Ik was de afspraak al bijna vergeten, maar de klas klaarblijkelijk niet. Mette neemt de organisatie op zich en zorgt ervoor dat iedereen aan het einde van de les het lokaal verlaat in het bezit van een briefje met daarop de naam van een klasgenoot – of in een enkel geval de docent wiskunde – en een verlanglijstje.
Op de verjaardag van de goedheiligman stappen de leerlingen met indrukwekkende surprises de school binnen. Even vrees ik de enige te zijn die voor een gedicht heeft gekozen, maar als we later op de dag in een kring zitten met de cadeaus in het midden lijkt er een mooie balans te zijn tussen gedichten en surprises. Een handjevol leerlingen heeft zelfs gekozen voor beide opties.
Er komen prachtige surprises en vermakelijke gedichten in uiteenlopende stijlen voorbij. Nadat ik mijn gedicht heb voorgedragen waarin mij is verteld dat mijn Movember-snor esthetisch gezien geen aanwinst was, ontstaat er wat onduidelijkheid doordat er nog een cadeau is waarop mijn naam staat.

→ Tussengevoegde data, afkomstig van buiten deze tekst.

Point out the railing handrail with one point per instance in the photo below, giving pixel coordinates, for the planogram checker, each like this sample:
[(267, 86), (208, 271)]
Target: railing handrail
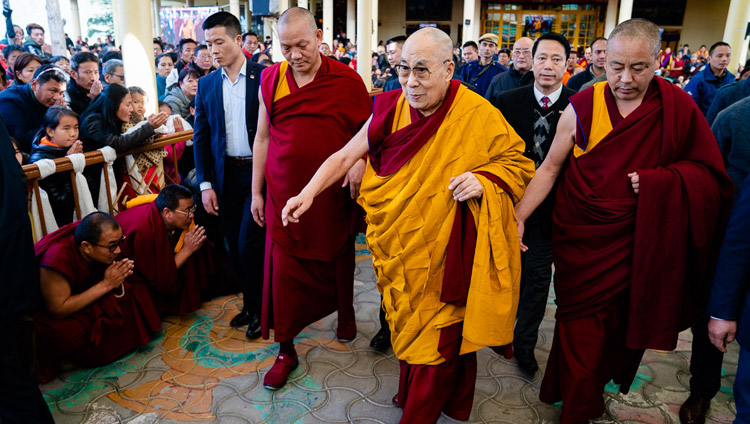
[(64, 164)]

Iedereen kijkt elkaar even aan en er wordt nagegaan of er iets fout is gegaan met de lootjes. Wanneer dit niet het geval blijkt en er een verbaasde stilte valt, bekent één van de leerlingen zich de vrijheid te hebben gepermitteerd mij van een extra cadeautje te voorzien.
Ik ben sinds twee weken geen docent meer van deze klas. Vanwege organisatorische redenen ben ik verplaatst naar de bovenbouw, waar vanuit zowel didactisch als pedagogisch oogpunt ook mijn voorkeur ligt. Toch mis ik deze klas wel een beetje.
Met meer verering dan ongemak neem ik het extra cadeautje in ontvangst en begin aan het voorlezen van mijn tweede gedicht. Alhoewel ik slechts een kleine twee maanden hun docent ben geweest word ik uitgebreid bedankt voor het afgelopen jaar.
Het feit dat deze korte periode voor de leerling als een compleet jaar heeft gevoeld vat ik in dit geval maar op als wederzijdse waardering.